DMA engines move a block of data from source to destination address autonomously from CPU control. The individual DMA transfer is configured using a descriptor normally containing the source address, destination address, a number of control parameters and a link to the next transfer for the DMA Engine to process once complete. Usually a DMA Engine will be constructed of a number of independent contexts processing transfers in parallel, each context having dedicated hardware for first fetching a descriptor and then transferring data from a source to a destination based on the fetched descriptor. The descriptor can be fetched from any memory the DMA engine has access to. This can be local dedicated memory or external off-chip memory.
Some transfers may be discontinuous. A discontinuous transfer is a transfer with non-sequential source and/or destination addresses.

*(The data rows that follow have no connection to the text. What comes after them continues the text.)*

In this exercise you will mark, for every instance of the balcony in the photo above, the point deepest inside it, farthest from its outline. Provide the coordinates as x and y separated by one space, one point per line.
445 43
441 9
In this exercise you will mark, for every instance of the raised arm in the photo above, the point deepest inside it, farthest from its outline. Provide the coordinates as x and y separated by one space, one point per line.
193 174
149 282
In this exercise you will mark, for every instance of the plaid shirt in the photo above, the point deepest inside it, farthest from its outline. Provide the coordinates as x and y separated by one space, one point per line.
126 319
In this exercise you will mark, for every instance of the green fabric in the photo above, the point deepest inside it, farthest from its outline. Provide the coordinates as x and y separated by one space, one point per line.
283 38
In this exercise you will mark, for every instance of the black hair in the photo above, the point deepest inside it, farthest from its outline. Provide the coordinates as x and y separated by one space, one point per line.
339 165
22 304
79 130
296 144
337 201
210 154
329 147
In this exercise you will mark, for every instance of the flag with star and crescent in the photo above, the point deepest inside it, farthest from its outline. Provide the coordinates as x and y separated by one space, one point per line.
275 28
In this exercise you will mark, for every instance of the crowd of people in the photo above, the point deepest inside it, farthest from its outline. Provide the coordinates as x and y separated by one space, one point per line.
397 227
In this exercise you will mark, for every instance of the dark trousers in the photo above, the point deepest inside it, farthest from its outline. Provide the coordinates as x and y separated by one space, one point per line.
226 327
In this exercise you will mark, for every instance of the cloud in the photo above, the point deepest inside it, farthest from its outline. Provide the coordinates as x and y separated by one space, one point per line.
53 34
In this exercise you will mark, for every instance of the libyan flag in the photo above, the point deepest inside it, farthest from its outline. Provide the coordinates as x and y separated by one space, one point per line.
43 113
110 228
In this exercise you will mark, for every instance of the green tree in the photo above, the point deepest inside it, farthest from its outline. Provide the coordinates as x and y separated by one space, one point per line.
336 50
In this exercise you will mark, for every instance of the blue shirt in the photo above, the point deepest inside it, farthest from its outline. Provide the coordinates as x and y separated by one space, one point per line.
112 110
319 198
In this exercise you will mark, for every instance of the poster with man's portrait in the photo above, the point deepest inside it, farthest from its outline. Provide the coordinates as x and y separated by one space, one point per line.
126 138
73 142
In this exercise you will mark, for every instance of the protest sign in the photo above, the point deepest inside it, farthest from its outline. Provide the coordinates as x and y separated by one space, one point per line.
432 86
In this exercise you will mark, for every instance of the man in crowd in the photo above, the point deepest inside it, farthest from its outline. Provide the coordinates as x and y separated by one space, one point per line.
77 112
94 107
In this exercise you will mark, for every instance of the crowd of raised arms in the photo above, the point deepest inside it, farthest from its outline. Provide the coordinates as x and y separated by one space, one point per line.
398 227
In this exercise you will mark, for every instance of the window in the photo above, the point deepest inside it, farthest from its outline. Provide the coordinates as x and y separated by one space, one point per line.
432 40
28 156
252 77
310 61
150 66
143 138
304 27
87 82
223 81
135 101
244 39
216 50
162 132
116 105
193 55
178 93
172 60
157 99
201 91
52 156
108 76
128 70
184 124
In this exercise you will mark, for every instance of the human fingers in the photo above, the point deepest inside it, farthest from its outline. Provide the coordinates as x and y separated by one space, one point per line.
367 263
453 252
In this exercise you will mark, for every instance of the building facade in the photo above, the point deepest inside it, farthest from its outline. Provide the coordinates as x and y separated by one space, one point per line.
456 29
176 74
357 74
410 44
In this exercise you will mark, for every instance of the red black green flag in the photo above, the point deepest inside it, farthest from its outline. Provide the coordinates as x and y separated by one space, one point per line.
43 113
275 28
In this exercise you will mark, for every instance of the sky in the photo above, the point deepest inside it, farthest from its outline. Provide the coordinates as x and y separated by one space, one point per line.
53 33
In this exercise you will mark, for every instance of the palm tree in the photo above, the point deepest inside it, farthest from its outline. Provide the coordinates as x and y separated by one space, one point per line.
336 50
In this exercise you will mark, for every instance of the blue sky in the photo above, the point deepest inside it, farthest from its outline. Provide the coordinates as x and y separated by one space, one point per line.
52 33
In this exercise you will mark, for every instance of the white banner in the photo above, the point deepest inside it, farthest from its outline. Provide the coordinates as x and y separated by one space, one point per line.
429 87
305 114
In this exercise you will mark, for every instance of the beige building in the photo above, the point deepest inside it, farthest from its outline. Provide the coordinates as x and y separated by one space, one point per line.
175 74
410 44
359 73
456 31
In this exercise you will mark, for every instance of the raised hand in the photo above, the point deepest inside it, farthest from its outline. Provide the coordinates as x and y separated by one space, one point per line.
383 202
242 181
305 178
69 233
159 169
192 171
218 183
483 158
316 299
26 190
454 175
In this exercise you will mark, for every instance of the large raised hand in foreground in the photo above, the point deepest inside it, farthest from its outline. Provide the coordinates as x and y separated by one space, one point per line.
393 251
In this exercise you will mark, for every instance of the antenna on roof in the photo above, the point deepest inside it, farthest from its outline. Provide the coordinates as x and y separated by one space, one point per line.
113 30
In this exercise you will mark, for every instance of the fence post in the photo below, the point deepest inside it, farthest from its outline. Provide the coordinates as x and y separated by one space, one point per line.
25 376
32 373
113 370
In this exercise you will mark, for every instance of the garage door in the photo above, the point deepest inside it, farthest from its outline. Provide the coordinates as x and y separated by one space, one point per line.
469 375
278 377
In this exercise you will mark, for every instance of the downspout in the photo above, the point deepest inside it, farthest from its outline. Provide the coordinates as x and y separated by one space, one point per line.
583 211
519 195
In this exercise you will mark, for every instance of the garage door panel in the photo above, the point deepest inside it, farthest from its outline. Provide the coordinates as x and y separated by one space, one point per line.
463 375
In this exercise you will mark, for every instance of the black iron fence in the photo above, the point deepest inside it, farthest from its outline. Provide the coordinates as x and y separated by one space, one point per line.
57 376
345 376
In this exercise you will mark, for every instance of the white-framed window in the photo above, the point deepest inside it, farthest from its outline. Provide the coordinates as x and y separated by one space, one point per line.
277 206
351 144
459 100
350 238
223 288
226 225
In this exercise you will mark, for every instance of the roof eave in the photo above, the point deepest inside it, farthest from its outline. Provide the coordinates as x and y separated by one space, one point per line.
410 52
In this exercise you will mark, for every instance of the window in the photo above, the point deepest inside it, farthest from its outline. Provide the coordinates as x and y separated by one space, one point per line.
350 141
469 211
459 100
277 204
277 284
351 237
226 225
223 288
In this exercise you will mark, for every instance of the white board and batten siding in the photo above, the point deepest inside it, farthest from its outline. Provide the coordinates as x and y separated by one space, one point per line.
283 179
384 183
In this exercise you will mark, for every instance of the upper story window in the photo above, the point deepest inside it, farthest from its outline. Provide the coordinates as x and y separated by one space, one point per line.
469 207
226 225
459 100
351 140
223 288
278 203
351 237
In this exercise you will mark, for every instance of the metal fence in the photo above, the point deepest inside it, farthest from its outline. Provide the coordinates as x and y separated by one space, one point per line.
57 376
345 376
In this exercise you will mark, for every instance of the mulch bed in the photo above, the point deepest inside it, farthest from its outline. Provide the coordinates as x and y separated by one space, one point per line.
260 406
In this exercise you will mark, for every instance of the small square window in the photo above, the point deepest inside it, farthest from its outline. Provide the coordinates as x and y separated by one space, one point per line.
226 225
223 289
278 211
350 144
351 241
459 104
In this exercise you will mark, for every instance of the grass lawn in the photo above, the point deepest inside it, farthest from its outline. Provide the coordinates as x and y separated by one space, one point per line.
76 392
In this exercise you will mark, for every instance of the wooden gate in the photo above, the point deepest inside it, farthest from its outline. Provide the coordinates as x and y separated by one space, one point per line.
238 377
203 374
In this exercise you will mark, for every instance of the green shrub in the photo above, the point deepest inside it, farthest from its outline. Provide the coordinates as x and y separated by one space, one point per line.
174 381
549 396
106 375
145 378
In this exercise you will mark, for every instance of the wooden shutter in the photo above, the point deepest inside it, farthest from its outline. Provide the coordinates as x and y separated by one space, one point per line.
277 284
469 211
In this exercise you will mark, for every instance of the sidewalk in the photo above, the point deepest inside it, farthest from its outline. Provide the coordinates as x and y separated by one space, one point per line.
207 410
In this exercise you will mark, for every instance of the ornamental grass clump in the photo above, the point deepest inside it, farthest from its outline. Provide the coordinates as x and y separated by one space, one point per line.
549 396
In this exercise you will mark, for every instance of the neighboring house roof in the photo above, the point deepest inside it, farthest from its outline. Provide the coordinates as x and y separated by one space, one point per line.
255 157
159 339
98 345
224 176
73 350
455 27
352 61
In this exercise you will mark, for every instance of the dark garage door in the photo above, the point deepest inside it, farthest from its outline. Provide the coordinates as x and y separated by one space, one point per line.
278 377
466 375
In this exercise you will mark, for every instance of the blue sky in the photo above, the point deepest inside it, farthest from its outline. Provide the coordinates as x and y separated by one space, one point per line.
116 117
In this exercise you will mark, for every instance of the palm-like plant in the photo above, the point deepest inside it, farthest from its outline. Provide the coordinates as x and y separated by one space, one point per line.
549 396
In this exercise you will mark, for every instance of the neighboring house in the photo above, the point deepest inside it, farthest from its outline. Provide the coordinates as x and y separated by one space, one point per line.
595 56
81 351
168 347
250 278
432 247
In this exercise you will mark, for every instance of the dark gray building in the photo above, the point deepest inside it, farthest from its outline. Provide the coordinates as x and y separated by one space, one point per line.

For example, a transfer N of bytes from A to B can be constructed from a single descriptor, but two descriptors are needed to transfer N bytes from A to B and M bytes from C to D. Some transfers may be circular. A circular transfer is a transfer whereby bytes are repeatedly transferred from source to destination, e.g. N bytes repeatedly transferred from A to B. After the first N bytes are transferred the DMA engine must fetch the same descriptor again to transfer the second N bytes (a DMA engine could be designed to recognize this kind of transfer, but that would require additional hardware).
As a DMA transfer can only manipulate the source and/or destination address for a transfer linearly, then discontinuous or circular data transfers must be constructed using a series of linked descriptors to describe the transfer fully.
Equally, as the control parameters must be constructed from a finite number of bits to describe the transfer size, long transfers may also require a series of linked descriptors.
This can create an issue when the bandwidth required for a transfer made up of a series of descriptors is high. The DMA engine must effectively pause the data transfer to fetch and decode the next descriptor. Naturally, whilst doing this the data throughput will temporarily drop.
In real-time critical applications the drop in throughput may not be acceptable. This can be solved by “brute force” by applying more and more hardware to the problem. That way, either the design must contain a mixture of distinct high and low bandwidth DMA engines or waste the additional resource required for high performance transfers when a lower bandwidth would suffice. Thus simply adding more hardware is wasteful in that it increases power and die size.